Church of St Comgall – Kilcoole’s medieval church was abandoned after the English Reformation but remains a powerful witness of centuries gone by. The burial ground contains many interesting and historical grave markers.

Darraghville House (Convent) – completed by John Darragh, Lord Mayor of Dublin, in 1782 as a summer home. The estate was sold to Holy Faith Sisters in 1894 and remained in their hands until recently passing to private investors. Two walled gardens and many stately old trees can be seen from the Mass Path.

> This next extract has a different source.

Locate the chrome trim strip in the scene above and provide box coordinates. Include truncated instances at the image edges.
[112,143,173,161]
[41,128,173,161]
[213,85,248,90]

Woodstock House – Once home to the influential Tottenham family, Woodstock was built in the 1770s on
extensive grounds. The house is now part of Druid’s Glen Golf Resort.

St Patrick’s Church Kilquade – this church was rebuilt after burning in the 1798 rebellion. Mass paths converge here from Kilcoole and Drummin.

Ballydonarea House – Once part of a larger holding centred at Greyfort on Sea Road, this estate was the birthplace in 1842 of Albert Hime, who went on to become prime minister of Natal in South Africa.

Donleavy Cottage – former home of J.P. Donleavy, author of The Ginger Man. The ruins of the house and studio where Donleavy wrote and painted are along the Ballydonarea Loop walk.

Ballygannon – An ancient estate bordering the sea, Ballygannon is now a ruin visible from the coastal path. Sea captain Hopton Scott shipwrecked nearby and was taken in by the Byrne family at Ballygannon. Scott fell in love with Randelia Byrne and they married in 1692. The last of the Scott family left Ballygannon in 1931.

The Breaches – A fantastic wetland habitat connected to the sea through a breach in the shore, this area is frequented by many waterfowl, including in summer the rare Little Tern.